Problems with conscientious objection
Pro-choice campaigners in the Australian state of Victoria have emerged triumphant after the upper house of the state parliament voted to decriminalise abortion and to allow unrestricted abortion up to 24 weeks. However as BioEdge went to press, debate was continuing over some of the more contentious features of the bill, including the right of conscientiuos objection. As it stands, the bill requires a doctor who objects to abortion to refer to a doctor who doesn’t. If there is an emergency, he is required to perform the abortion himself. Nurses who object will find themselves in even more difficult position, as they are required to assist in an “emergency”.

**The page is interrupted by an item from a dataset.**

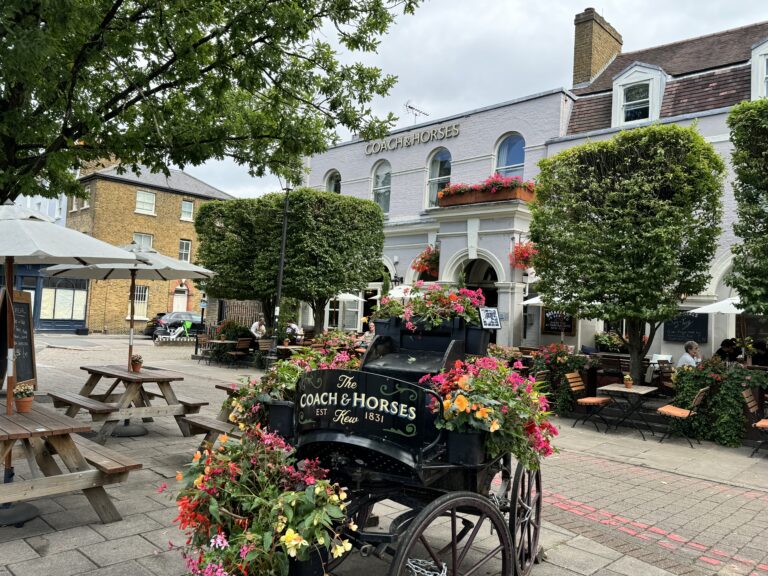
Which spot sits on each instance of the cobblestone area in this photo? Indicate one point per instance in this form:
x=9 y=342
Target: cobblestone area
x=614 y=505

A few days before the vote, bioethicist Nicholas Tonti-Filippini criticised the bill in a seminar organised by the Australian Catholic University. He pointed out that its rejection of conscientious objection is based upon a new model of the doctor-patient relationship. “in which the fiduciary relationship within the Hippocratic tradition has been replaced by a free market model in which the buyer must beware.”
He also claimed that, in practice, objecting doctors would have to refer women to abortion clinics, since they could not be certain, as required by the bill, that other doctors would have no objection at all to abortion.
Objecting family doctors, he said, will, if the bill is passed, have to retire from medicine or face deregistration. The bill could be challenged in the High Court of Australia but medical indemnity insurers will not pay the legal bills of a doctor who has deliberately breached the law. Nor is there any certainty that the High Court will uphold the right to conscientious objection to abortion.